I was inspired by Xan Porter's recent post on Evaluating Web Page Quality. Search engines have their own evaluation signals, but as they try to improve in quality, it's only natural to pursue more human metrics in order to refine to the greatest possible degree. The research she points to - less is more: probalistic models for retrieving fewer relevant documents - offers up a terrific structure for how humans might evaluate documents:
Intrinsic Features:
- How accurate is the information presented?
- How biased or unbiased is the data?
- How believable is the content?
- How credible is the source?
Contextual Features:
- Is the information relevant to the user's query?
- Does the information add value to the subject?
- Is the work recent enough to be of value?
- Is the source thorough in its presentation?
- What amount of information is provided?
Representational Features:
- Can the material be interpreted in different ways?
- How easy or difficult is the material for a user to understand?
- Does the document state the information concisely?
- Is the source consistent?
Accessibility Features:
- Is the document accessible?
- Does the content present security risks?

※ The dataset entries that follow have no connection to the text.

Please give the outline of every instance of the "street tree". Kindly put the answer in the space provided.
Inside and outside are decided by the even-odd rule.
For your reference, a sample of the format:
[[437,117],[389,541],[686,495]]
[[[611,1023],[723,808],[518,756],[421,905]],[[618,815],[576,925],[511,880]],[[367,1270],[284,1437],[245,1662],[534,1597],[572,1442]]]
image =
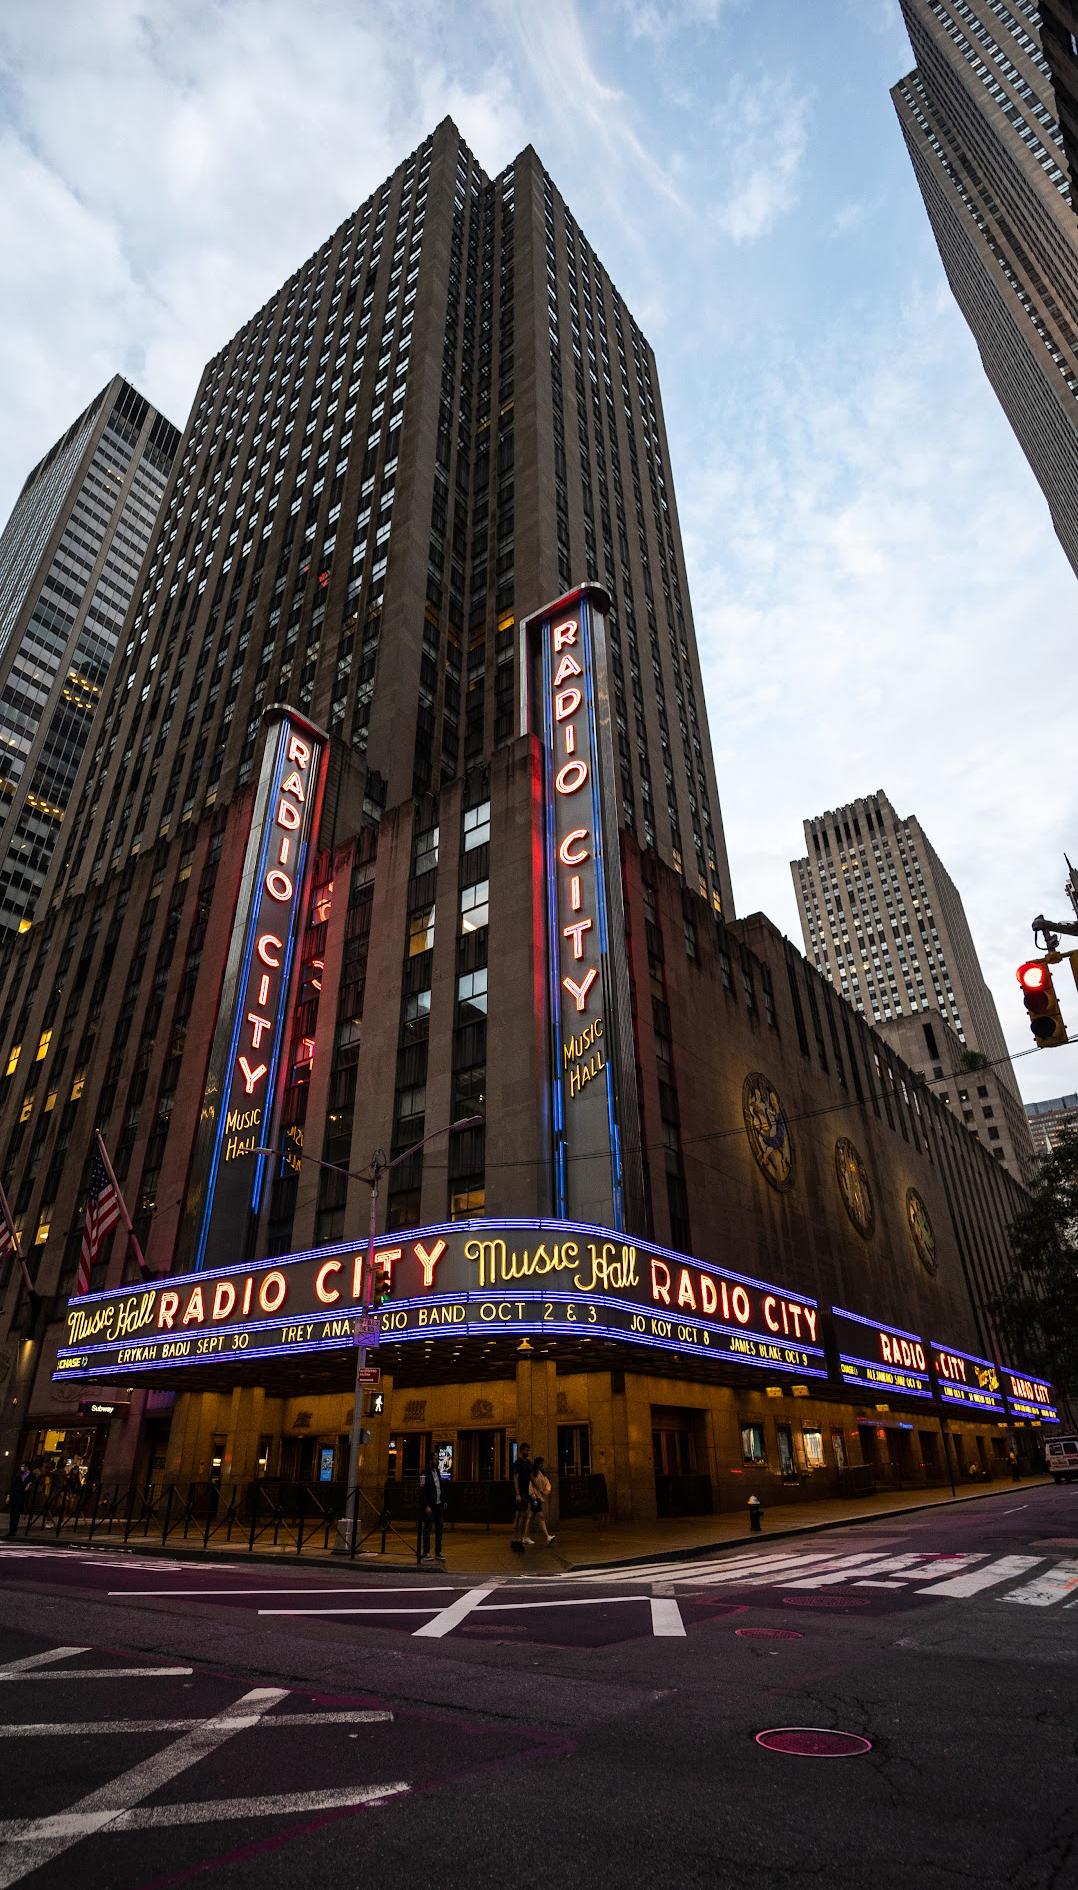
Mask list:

Of these, which can search engines currently measure? I'd guess that of the above, they have signals about many, but only solid metrics for accessibility, security risks and, possibly, readability... There's a long way to go.
"What amount of information is provided?"

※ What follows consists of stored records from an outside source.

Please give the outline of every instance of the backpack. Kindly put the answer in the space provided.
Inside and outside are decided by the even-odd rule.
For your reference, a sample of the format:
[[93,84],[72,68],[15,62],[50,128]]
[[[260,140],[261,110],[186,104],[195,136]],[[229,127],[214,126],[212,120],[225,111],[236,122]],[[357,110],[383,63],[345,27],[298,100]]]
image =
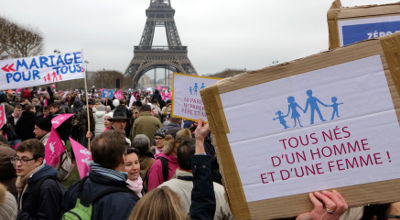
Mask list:
[[[164,182],[166,182],[168,180],[168,159],[165,157],[161,157],[161,156],[157,157],[156,160],[158,160],[158,159],[160,159],[160,161],[161,161],[163,179],[164,179]],[[149,172],[150,172],[150,169],[147,170],[146,176],[143,180],[143,191],[145,193],[147,193],[147,191],[148,191],[147,187],[149,185],[148,184],[149,183]]]
[[[91,220],[93,204],[97,202],[101,197],[114,192],[132,192],[128,188],[109,188],[92,198],[86,198],[82,196],[82,190],[87,178],[88,176],[83,178],[82,181],[79,183],[78,198],[76,200],[75,207],[63,214],[63,220]],[[82,203],[89,204],[89,206],[86,206]]]
[[62,186],[60,186],[60,184],[59,184],[59,182],[57,180],[57,177],[55,177],[55,176],[45,176],[42,179],[40,179],[39,181],[37,181],[35,183],[35,185],[33,185],[32,197],[35,198],[36,201],[38,201],[33,205],[33,207],[34,207],[33,210],[37,210],[39,208],[39,204],[40,204],[40,202],[39,202],[40,201],[40,187],[42,187],[42,183],[47,179],[52,179],[52,180],[56,181],[57,185],[59,186],[59,189],[60,189],[61,193],[64,195],[65,189],[61,188]]

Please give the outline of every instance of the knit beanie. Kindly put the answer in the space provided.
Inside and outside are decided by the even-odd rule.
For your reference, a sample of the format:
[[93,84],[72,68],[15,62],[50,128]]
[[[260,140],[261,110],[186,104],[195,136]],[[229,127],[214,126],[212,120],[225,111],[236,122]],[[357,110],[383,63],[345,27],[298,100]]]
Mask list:
[[15,220],[18,207],[15,197],[0,184],[0,220]]
[[45,130],[48,132],[51,131],[51,119],[49,119],[48,117],[37,120],[35,125],[38,126],[42,130]]
[[105,108],[104,105],[99,105],[99,106],[97,106],[97,110],[98,110],[98,111],[105,111],[106,108]]

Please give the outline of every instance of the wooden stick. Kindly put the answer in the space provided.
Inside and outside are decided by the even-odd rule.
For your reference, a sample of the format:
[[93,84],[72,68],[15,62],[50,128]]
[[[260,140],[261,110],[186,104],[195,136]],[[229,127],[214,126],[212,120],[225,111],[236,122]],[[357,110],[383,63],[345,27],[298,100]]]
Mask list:
[[[88,96],[88,90],[87,90],[87,82],[86,82],[86,71],[87,71],[87,63],[85,63],[85,96],[86,96],[86,111],[87,111],[87,123],[88,123],[88,132],[90,132],[90,111],[89,111],[89,96]],[[86,136],[86,134],[85,134]],[[90,151],[90,138],[88,138],[88,149]]]

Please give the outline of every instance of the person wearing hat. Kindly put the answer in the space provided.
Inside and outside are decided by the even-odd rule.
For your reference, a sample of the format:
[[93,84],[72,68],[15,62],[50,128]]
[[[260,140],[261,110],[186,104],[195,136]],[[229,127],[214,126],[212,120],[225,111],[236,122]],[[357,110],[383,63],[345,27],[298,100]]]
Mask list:
[[112,123],[112,129],[122,131],[125,134],[126,142],[131,144],[131,140],[126,138],[125,128],[126,122],[129,120],[126,115],[126,111],[122,108],[116,108],[113,113],[113,117],[109,119]]
[[49,117],[40,118],[35,123],[35,129],[33,133],[35,137],[42,142],[44,146],[47,144],[47,140],[49,139],[51,131],[51,119]]
[[154,156],[157,156],[159,153],[163,152],[164,140],[165,131],[160,128],[154,134],[154,146],[151,147],[151,152],[154,154]]

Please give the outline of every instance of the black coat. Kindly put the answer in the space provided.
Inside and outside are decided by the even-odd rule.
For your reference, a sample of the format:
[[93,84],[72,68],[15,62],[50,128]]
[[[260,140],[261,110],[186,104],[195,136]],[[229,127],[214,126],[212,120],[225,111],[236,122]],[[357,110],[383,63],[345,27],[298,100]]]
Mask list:
[[190,219],[213,219],[215,194],[211,174],[210,157],[194,155],[192,158],[193,189]]
[[[80,181],[76,182],[65,193],[64,201],[62,203],[63,212],[67,212],[75,207],[79,184]],[[82,196],[93,198],[93,196],[99,195],[101,192],[109,188],[127,189],[126,182],[117,181],[108,176],[91,171],[89,173],[89,178],[87,178],[83,184]],[[129,215],[137,201],[138,198],[133,192],[121,191],[107,194],[93,204],[92,219],[126,220],[129,218]]]
[[17,135],[21,138],[21,141],[29,138],[35,138],[33,130],[35,129],[36,116],[31,111],[23,111],[21,117],[17,121],[15,126]]
[[[64,195],[64,187],[55,179],[46,179],[40,186],[39,198],[34,198],[35,183],[46,176],[57,177],[57,171],[49,165],[44,165],[31,178],[28,179],[28,187],[23,192],[22,207],[18,207],[17,219],[60,219],[61,201]],[[18,201],[18,206],[20,201]]]

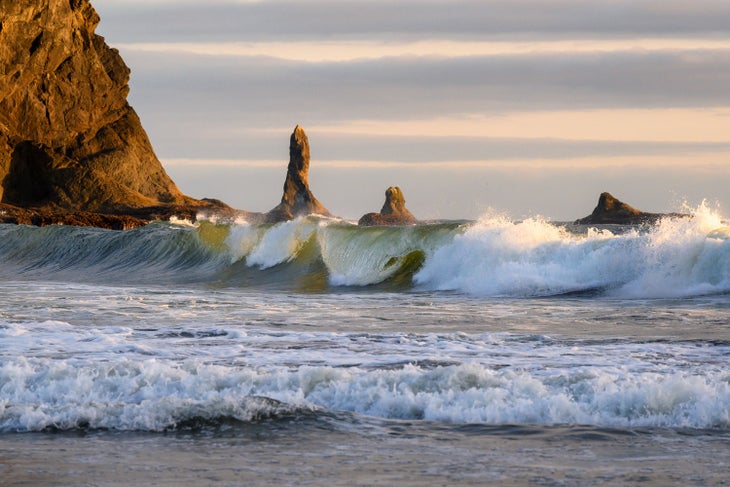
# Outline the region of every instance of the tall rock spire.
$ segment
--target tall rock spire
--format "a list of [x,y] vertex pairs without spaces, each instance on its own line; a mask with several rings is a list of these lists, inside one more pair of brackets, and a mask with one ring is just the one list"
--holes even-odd
[[284,181],[281,203],[266,215],[270,222],[286,221],[303,215],[325,215],[330,212],[309,189],[309,139],[297,125],[289,139],[289,166]]

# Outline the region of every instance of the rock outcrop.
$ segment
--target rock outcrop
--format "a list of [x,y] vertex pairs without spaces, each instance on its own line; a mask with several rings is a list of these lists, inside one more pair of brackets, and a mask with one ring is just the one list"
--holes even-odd
[[0,203],[66,215],[209,206],[163,169],[98,23],[88,0],[0,2]]
[[266,214],[270,223],[292,220],[298,216],[330,216],[327,208],[309,190],[309,139],[297,125],[289,139],[289,166],[281,203]]
[[577,225],[654,223],[664,216],[680,216],[677,214],[646,213],[617,200],[610,193],[601,193],[598,205],[593,213],[576,220]]
[[368,213],[358,221],[358,225],[411,225],[418,223],[413,214],[406,208],[406,198],[398,186],[385,190],[385,203],[380,213]]
[[219,219],[234,220],[243,217],[256,221],[257,214],[236,210],[217,200],[203,200],[200,204],[159,205],[142,208],[123,208],[109,212],[69,210],[51,206],[23,208],[0,203],[0,223],[21,225],[75,225],[84,227],[129,230],[152,221],[170,220],[172,217],[196,221],[198,216],[215,215]]

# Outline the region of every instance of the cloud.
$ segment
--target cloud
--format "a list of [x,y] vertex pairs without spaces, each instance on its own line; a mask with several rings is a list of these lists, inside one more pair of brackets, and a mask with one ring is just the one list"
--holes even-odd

In my mind at least, this should be re-worded: "Is there too little information?"
Or is it possible that too much information is a bad thing?

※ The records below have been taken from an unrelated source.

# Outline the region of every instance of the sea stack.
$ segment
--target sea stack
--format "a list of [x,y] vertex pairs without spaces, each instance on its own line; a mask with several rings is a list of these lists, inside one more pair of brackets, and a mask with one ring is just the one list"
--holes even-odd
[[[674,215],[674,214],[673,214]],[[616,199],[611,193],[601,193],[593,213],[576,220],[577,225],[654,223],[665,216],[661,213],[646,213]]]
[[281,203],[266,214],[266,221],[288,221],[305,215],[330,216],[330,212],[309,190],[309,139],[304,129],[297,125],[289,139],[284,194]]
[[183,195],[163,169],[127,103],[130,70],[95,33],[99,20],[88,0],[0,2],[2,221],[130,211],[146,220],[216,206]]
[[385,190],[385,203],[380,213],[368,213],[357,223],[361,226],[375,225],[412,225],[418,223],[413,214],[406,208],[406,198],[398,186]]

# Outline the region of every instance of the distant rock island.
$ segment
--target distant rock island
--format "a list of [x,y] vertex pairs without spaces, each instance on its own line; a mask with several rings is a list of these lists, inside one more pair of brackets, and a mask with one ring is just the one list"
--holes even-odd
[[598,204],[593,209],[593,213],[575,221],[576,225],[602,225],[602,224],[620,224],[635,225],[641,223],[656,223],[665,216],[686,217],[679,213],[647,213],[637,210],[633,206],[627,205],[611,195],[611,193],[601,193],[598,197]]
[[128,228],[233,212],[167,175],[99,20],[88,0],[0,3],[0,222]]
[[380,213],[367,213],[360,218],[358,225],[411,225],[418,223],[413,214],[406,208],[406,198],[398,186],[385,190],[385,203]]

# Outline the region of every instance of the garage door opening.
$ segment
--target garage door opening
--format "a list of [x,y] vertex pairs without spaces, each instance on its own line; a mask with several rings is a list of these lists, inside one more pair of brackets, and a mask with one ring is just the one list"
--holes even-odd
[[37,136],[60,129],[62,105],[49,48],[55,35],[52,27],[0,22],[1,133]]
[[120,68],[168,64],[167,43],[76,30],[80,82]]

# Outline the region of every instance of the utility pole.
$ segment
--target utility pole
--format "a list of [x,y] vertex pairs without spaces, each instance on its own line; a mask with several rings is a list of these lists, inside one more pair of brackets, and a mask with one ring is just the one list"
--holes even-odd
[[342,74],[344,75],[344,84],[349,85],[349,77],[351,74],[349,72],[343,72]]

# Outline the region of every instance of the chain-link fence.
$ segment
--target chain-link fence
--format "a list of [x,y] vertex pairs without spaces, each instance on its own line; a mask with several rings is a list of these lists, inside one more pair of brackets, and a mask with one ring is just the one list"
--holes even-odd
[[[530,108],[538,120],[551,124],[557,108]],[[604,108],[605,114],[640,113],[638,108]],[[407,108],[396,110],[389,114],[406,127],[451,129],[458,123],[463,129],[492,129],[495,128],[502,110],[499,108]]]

>>Or is it possible that too much information is a bad thing?
A lot of Wikipedia articles contain too much useless information (since everyone wants to leave their mark), as well as many "scientific" books - Ph.D. thesis with 500+ pages, full of redundancies. Less is often more. Be concise. Measuring content in kilobytes is definitely "a bad thing".
"... as well as many "scientific" books - Ph.D. thesis with 500+ pages, full of redundancies."
To us may be, but to a fellow Ph.D., what may well be redundant to us and to some degree the search engines may well be just the details they were looking for.
I'd say the topic is going to play an enormous part in this. What with scientific content being at the upper end of the verbiage scale...
The problem with many Wikipedia articles is that they read as if they were written by some kid with ADD. Articles often lump together random facts that don't logically flow into each other.